11-17-2015 12:08 PM
This is a little hard to search for, but I'm looking for a way to read text out of an XPS file. I searched but found people talking about the XP operating system as plural (XPs). Does anyone have any suggestions for reading this file? The only option I thought of so far is to use a XPS to PDF converter, and then I saw a tool that would turn a PDF into text. This is of course only going to work if the XPS to PDF conversion preserves the text.
Has anyone programmaticaly read information out of a generated XPS file?
Unofficial Forum Rules and Guidelines
Get going with G! - LabVIEW Wiki.
17 Part Blog on Automotive CAN bus. - Hooovahh - LabVIEW Overlord
Solved! Go to Solution.
11-18-2015 09:35 AM
From LabVIEW, if you navigate to Help -> Find Examples and search for “Flatten and Unflatten XML,” you will see a project file (.lvproj) that has some good example VI’s outlining how to write to an XML file as well as read from and unflatten data in an XML file. This would be a great place to start!
11-18-2015 10:55 AM
Hooovahh,
Try searching for "xps microsoft". I think this is an "open" (can you believe that?) protocol that Microsoft hoped would replace PDF, which some Other Company developed. I found numerous citations with this search topic -- maybe there's even Helpful Information ...
BS
11-18-2015 11:11 AM
Could you post the xps file(s)? It would be interesting to see what you're doing. I looked up xps, and it looks like it is going to be a matter of reading the xml in to generate what is needed.

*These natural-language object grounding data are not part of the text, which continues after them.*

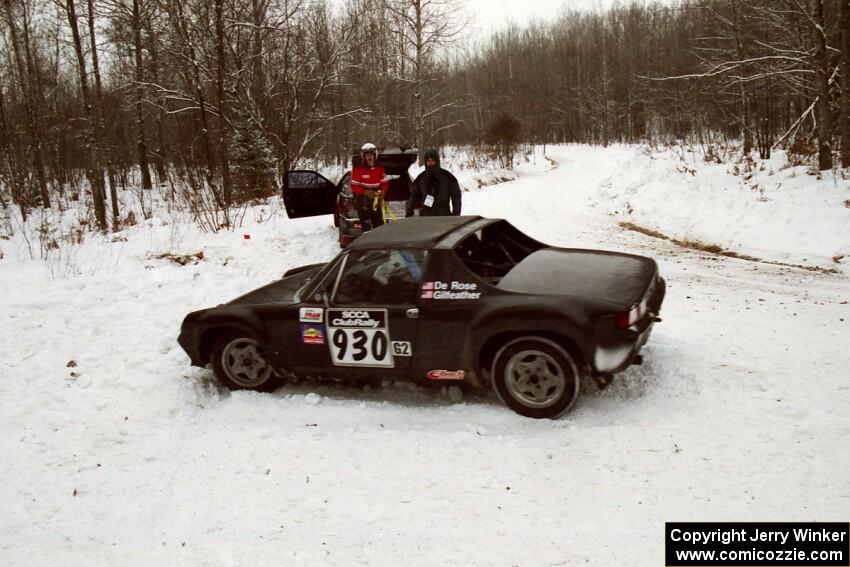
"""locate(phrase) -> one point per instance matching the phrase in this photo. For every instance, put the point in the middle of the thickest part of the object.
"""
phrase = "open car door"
(308, 194)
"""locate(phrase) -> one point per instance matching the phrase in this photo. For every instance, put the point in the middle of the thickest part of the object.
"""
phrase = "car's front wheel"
(239, 364)
(536, 377)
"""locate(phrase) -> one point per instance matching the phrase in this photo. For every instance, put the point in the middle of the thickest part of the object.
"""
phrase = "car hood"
(280, 291)
(609, 276)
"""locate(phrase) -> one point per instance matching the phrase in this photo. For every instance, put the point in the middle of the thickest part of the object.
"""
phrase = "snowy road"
(738, 413)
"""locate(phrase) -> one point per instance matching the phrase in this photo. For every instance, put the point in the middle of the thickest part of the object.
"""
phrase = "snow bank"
(116, 451)
(769, 209)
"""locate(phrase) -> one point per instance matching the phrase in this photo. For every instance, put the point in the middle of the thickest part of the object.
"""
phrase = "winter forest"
(217, 99)
(652, 256)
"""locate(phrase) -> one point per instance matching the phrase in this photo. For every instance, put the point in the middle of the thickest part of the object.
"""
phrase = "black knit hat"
(431, 153)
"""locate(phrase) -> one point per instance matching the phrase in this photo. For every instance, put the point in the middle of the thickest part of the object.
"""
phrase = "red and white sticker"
(310, 315)
(446, 375)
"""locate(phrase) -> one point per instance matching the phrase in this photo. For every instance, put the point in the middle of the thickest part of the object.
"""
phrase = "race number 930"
(360, 346)
(359, 338)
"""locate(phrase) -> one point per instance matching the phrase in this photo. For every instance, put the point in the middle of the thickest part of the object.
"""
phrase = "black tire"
(239, 364)
(536, 377)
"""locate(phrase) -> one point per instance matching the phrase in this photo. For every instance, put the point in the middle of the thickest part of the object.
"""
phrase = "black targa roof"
(413, 232)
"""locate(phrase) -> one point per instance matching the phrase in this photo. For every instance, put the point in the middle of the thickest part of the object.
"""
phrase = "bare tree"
(26, 80)
(424, 27)
(844, 11)
(99, 110)
(822, 70)
(95, 173)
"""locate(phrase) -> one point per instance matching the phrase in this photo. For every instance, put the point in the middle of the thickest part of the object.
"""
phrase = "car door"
(372, 318)
(308, 193)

Here's a link to xps including some schemas:
https://msdn.microsoft.com/en-us/library/windows/hardware/dn614032(v=vs.85).aspx
11-18-2015 02:28 PM
Thank you, Microsoft! I just opened (on an XP VM) a Word document and printed it to an XPS file. Can you say "Unreadable"? Certainly not Ascii. Let me try with a "pure text file" from an old-fashioned Text editor ... Well, still unreadable, and slightly larger (my 93-byte text file "printed" to a 17KB .XPS file).
BS
11-19-2015 08:03 AM
Okay yeah I guess I should have posted an example. Here is one such XPS file. Please note that dispite the name this does not appear to be XML. The unflatten/flatten XML won't work, it is not ASCII.

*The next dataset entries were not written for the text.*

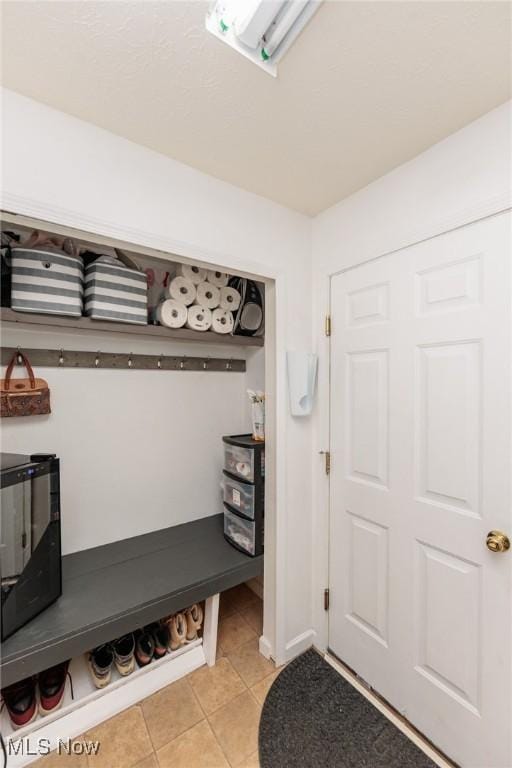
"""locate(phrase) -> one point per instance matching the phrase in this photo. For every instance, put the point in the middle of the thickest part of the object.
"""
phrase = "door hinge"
(327, 457)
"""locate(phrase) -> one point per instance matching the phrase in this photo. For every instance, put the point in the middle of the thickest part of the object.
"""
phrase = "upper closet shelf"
(155, 331)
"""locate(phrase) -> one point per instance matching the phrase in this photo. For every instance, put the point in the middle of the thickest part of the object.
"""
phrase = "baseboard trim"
(391, 714)
(299, 644)
(265, 647)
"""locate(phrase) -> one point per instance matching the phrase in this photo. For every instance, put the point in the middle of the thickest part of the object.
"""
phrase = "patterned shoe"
(178, 632)
(144, 647)
(124, 654)
(52, 683)
(20, 702)
(194, 617)
(160, 635)
(100, 665)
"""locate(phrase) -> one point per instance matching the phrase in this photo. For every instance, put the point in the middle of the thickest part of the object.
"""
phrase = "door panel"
(421, 459)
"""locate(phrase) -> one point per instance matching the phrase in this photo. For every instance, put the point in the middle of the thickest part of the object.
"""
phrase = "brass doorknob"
(497, 541)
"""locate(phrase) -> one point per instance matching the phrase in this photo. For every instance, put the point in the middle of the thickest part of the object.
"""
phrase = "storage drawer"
(244, 461)
(244, 534)
(46, 281)
(245, 498)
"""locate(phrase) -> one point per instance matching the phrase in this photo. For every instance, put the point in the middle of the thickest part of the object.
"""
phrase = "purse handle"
(10, 369)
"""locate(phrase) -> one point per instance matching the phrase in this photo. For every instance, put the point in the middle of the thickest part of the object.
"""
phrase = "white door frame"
(321, 439)
(273, 642)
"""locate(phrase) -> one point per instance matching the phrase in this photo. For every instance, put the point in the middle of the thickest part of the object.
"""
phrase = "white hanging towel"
(182, 290)
(172, 313)
(195, 274)
(229, 299)
(199, 318)
(220, 279)
(222, 321)
(301, 381)
(207, 295)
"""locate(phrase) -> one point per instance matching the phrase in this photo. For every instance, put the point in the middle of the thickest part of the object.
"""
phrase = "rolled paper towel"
(229, 299)
(195, 274)
(199, 318)
(222, 321)
(220, 279)
(182, 290)
(172, 313)
(207, 295)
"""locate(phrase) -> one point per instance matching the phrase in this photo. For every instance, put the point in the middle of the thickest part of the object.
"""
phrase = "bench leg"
(211, 620)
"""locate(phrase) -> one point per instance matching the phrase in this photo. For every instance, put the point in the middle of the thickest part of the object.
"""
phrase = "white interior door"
(421, 472)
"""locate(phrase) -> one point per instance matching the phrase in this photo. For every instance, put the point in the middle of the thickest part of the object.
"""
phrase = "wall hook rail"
(61, 358)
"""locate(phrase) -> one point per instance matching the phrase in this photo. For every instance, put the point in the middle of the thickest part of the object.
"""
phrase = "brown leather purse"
(23, 397)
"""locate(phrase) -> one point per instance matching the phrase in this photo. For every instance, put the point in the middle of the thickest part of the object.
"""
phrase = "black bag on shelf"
(249, 316)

I found several XPS to PDF converters, but in the process the text is lost. So if I try to run it through a PDF to text converter the text is garbage. For my specific application I found a possible work around. But still the discussion can continue on suggestions for parsing and understanding this file format.
Unofficial Forum Rules and Guidelines
Get going with G! - LabVIEW Wiki.
17 Part Blog on Automotive CAN bus. - Hooovahh - LabVIEW Overlord
11-19-2015 08:24 AM
@Hooovahh wrote:
Please note that dispite the name this does not appear to be XML. The unflatten/flatten XML won't work, it is not ASCII.

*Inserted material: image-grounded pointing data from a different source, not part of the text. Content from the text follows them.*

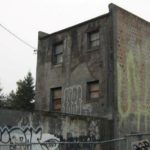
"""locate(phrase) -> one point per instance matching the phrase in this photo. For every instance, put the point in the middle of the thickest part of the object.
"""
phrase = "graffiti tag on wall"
(133, 75)
(26, 136)
(141, 145)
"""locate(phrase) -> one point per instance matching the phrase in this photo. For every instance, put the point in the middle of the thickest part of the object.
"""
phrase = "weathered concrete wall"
(132, 53)
(80, 66)
(45, 126)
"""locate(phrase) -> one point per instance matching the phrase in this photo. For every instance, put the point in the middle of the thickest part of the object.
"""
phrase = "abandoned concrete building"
(93, 81)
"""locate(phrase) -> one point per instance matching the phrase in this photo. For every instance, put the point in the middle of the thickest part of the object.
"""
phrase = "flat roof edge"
(76, 25)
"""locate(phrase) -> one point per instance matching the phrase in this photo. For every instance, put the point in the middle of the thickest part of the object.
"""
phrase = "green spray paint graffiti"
(134, 85)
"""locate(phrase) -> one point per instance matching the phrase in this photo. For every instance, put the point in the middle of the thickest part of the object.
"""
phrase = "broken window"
(94, 39)
(93, 90)
(56, 99)
(58, 53)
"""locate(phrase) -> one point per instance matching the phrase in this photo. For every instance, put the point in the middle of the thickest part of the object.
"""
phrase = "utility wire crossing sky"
(26, 17)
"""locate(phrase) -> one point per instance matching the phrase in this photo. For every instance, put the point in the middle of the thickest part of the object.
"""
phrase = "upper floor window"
(93, 90)
(94, 39)
(56, 98)
(58, 53)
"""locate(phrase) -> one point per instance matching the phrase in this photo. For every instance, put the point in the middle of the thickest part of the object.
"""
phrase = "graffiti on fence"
(26, 136)
(141, 145)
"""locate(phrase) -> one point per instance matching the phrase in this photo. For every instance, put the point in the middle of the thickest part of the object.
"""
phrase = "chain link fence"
(129, 142)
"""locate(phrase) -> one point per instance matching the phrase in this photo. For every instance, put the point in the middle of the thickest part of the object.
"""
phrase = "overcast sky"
(26, 17)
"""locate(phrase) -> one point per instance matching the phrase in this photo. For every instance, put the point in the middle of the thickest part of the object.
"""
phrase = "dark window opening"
(93, 90)
(56, 99)
(94, 39)
(58, 53)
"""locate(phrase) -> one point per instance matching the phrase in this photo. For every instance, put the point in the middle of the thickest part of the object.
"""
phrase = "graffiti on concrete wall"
(134, 76)
(72, 99)
(28, 137)
(141, 145)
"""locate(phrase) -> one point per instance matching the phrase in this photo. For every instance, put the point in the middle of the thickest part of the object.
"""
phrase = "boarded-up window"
(93, 90)
(94, 39)
(58, 53)
(56, 98)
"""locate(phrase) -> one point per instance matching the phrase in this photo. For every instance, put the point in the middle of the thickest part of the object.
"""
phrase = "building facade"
(99, 69)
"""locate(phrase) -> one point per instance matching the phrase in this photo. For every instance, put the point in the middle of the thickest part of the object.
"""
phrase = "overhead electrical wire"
(17, 37)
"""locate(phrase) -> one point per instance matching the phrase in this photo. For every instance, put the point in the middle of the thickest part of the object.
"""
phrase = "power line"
(17, 37)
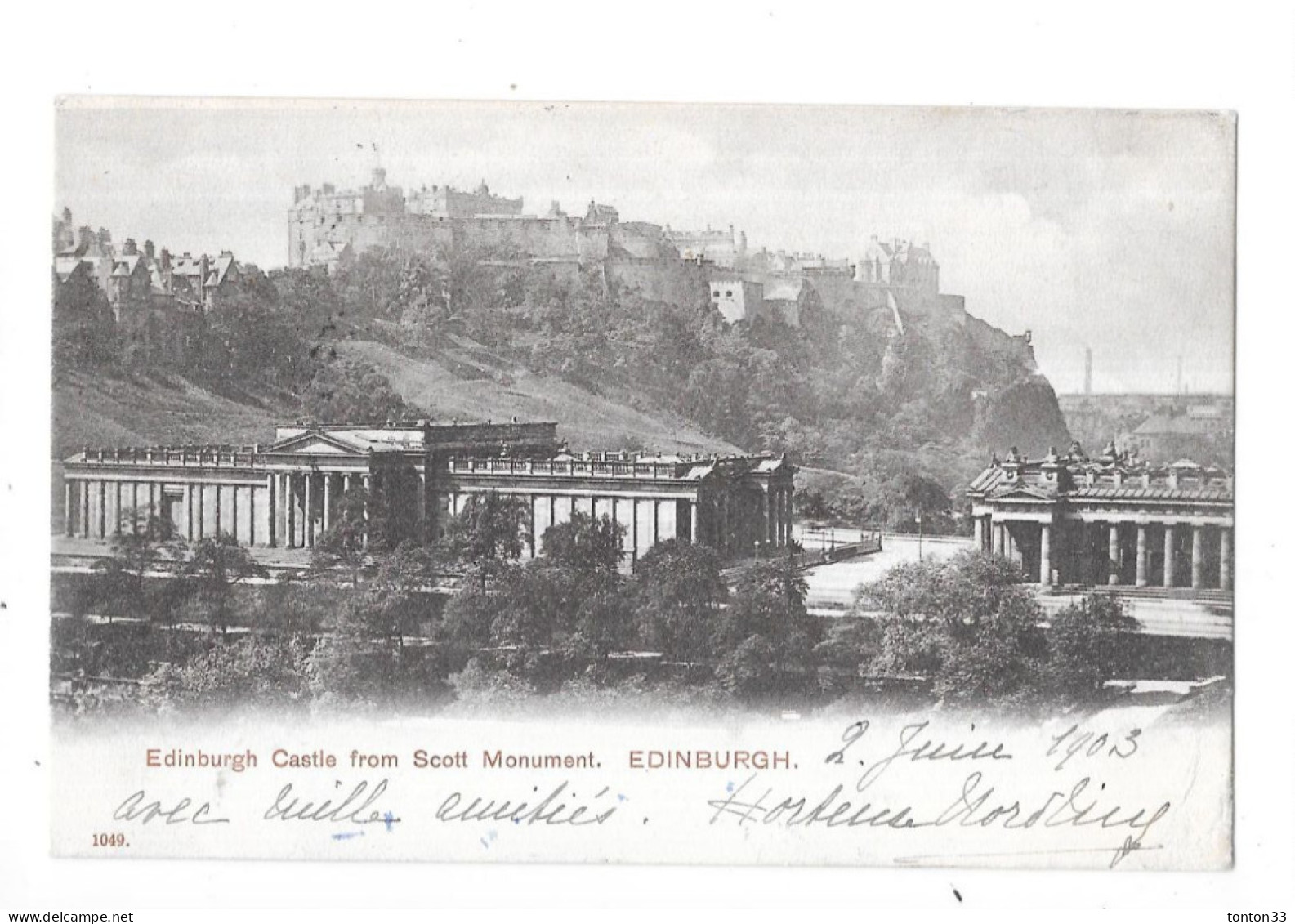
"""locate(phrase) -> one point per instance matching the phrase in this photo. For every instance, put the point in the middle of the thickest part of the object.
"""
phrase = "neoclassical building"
(285, 494)
(1115, 520)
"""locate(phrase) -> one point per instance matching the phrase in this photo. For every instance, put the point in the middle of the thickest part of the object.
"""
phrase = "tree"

I've just had a look at the Wikipedia page and according to that - the xps file itself is a container for XML files:
An XPS file is a Unicoded ZIP archive using the Open Packaging Conventions, containing the files which make up the document. These include an XML markup file for each page, text, embedded fonts, raster images, 2D vector graphics, as well as the digital rights management information. The contents of an XPS file can be examined by opening it in an application which supports ZIP files.
So you might be able to unzip it to get the xml files and then extract the bits of information you need from there.
There does seem to be support for reading/writing XPS files in .NET - perhaps you might have some luck with that? https://msdn.microsoft.com/en-us/library/windows/desktop/dd316975(v=vs.85).aspx
11-19-2015 09:45 AM
Here is a link you might want to look over if you haven't already gone past this in other research:
http://www.wictorwilen.se/Post/Dissecting-XPS-part-1--The-basics.aspx
11-19-2015 09:52 AM - edited 11-19-2015 09:52 AM
Sweet thanks, sorry I missed this at first. So for those interested you can get information out by extracting the zip, then look in the Documents \1\Pages folder and you'll find a text document for each page which more or less has text that can be understood for each page. I saw the potential .Net method but didn't get very far.
Unofficial Forum Rules and Guidelines
Get going with G! - LabVIEW Wiki.
17 Part Blog on Automotive CAN bus. - Hooovahh - LabVIEW Overlord
11-19-2015 12:05 PM
@Hoovah
I looked at your sample:
In Explorer it only shows one file
After extraction it only shows one file
I'm on a Win 7 box. Does this matter?